A obra parte de um enquadramento urbanístico de “O Porto onde nasceu a Obra Diocesana”, com as suas “ilhas” e bairros camarários, a constituição na Diocese da Associação de Cultura e Serviço Social e do Secretariado Diocesano de Acção Social (1956, por D. António Ferreira Gomes), a instituição da Obra Diocesana pelo Administrador Apostólico de então, D. Florentino de Andrade e Silva (1964), os problemas dos bairros, muitos documentos e iniciativas, dificuldades e perspetivas dos primeiros anos, a colaboração com a Câmara Municipal do Porto, a progressiva expansão da Obra nos diversos bairros, a atribuição da Medalha de Ouro de Valor e Altruísmo pela Câmara Municipal, as reações da Imprensa da cidade. Vieram depois os “Anos de Crise: 1995-1997”, com os trabalhadores em greve, as dificuldades financeiras e os caminhos de superação.
No ano de 1998, já com a direção de Bernardino Chamusca, é assinado o protocolo de colaboração e apoio da Câmara Municipal do Porto, na presidência de Rui Rio.
De facto, foi em maio de 1998 que o Bispo do Porto, D. Armindo Lopes Coelho nomeou nova Direção da Obra, presidida por Bernardino Chamusca, sendo assistente Frei Bernardo Domingues. Um novo mandato foi também presidido por Bernardino Chamusca, nomeado em 2 de janeiro de 2002, sendo assistente o P. Lino da Silva Maia, passando a sede a utilizar o palacete dos Viscondes da Pesqueira, na rua D. Manuel II. Um projeto de acordo para o bairro de Santa Luzia (freguesia de Paranhos) fracassou. Na continuidade da Obra e no protocolo de apoio pela Câmara Municipal teve papel relevante a ação Bernardino Chamusca.
A partir de 2004, foi nomeado um novo Conselho de Administração, presidido por Américo Ribeiro, com a missão de assistente o P. António Manuel Barbosa Ferreira.
No final do segundo mandato, Bernardino Chamusca, em mensagem aos colaboradores, escrevia: “Sinto que é um privilégio ter o meu nome ligado e esta grande Obra da Igreja do Porto, ao serviço voluntário da qual dei o melhor que sabia dar. Sei que a Obra está neste momento lançada para o futuro e espero… que realize cada vez melhor o seu serviço de solidariedade” (p. 123).

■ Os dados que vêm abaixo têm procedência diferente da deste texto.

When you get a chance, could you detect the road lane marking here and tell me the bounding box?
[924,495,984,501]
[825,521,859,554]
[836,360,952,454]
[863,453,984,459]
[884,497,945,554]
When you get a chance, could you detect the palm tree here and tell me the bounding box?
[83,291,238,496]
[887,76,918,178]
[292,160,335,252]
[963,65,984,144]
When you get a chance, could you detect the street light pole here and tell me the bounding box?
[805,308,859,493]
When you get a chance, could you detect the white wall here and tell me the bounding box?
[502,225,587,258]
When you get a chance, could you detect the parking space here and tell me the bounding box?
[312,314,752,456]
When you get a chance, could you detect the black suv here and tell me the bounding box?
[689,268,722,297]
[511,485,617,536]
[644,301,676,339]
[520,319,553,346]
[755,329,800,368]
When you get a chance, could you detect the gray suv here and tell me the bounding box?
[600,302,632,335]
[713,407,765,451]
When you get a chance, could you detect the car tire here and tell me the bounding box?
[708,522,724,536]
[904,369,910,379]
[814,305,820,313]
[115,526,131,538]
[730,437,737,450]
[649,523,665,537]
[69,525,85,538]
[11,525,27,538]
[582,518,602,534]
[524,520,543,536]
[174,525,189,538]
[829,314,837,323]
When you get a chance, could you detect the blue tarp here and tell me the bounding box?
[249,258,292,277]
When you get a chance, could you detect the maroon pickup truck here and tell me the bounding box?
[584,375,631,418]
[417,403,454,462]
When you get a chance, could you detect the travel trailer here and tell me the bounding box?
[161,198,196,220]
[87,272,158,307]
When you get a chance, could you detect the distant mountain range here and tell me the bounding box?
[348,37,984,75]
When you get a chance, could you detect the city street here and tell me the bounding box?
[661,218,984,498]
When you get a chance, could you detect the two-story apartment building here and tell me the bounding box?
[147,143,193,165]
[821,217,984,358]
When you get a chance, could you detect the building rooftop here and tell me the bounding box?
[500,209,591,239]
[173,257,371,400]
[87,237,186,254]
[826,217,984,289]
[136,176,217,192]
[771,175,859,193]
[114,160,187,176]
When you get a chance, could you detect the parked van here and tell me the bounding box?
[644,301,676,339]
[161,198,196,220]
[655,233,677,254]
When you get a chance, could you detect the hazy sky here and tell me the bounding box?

O volume enquadra depois uma segunda parte, que descreve os diversos Centros Sociais da Obra, as suas valências, as reações da imprensa aos seus serviços e um registo dos colaboradores (várias centenas) e a biografia sumária dos Bispos que a acompanharam: D. Florentino de Andrade e Silva, D. António Ferreira Gomes, D. Júlio Tavares Rebimbas, D. Armindo Lopes Coelho (estes já falecidos), até ao tempo de D. Manuel Clemente.
Em acrescento, há uma referência aos Viscondes de S. João da Pesqueira (em cuja doação de encontrava sediada a Obra) e aos seus espaços, objetos artísticos (atualmente em exposição no Paço Episcopal), incluindo a fundação do Colégio Português em Roma, por ele promovida, cuja erecção canónica se verificou em 20 de outubro de 1900. Uma foto dos fundadores com a presença do Bispo D. António Barroso encontra-se atualmente no Paço Episcopal do Porto.
Conclui com uma cronologia de Acontecimentos até à nomeação de D. Manuel Clemente como Bispo do Porto.
A Obra Diocesana continua com a sua ação e iniciativas pelo bem da sociedade, mesmo que nem sempre compreendidas.
Trata-se pois de um trabalho de cuidada investigação, a que a Diocese e a História da Cidade na sua dimensão Social ficam devedoras.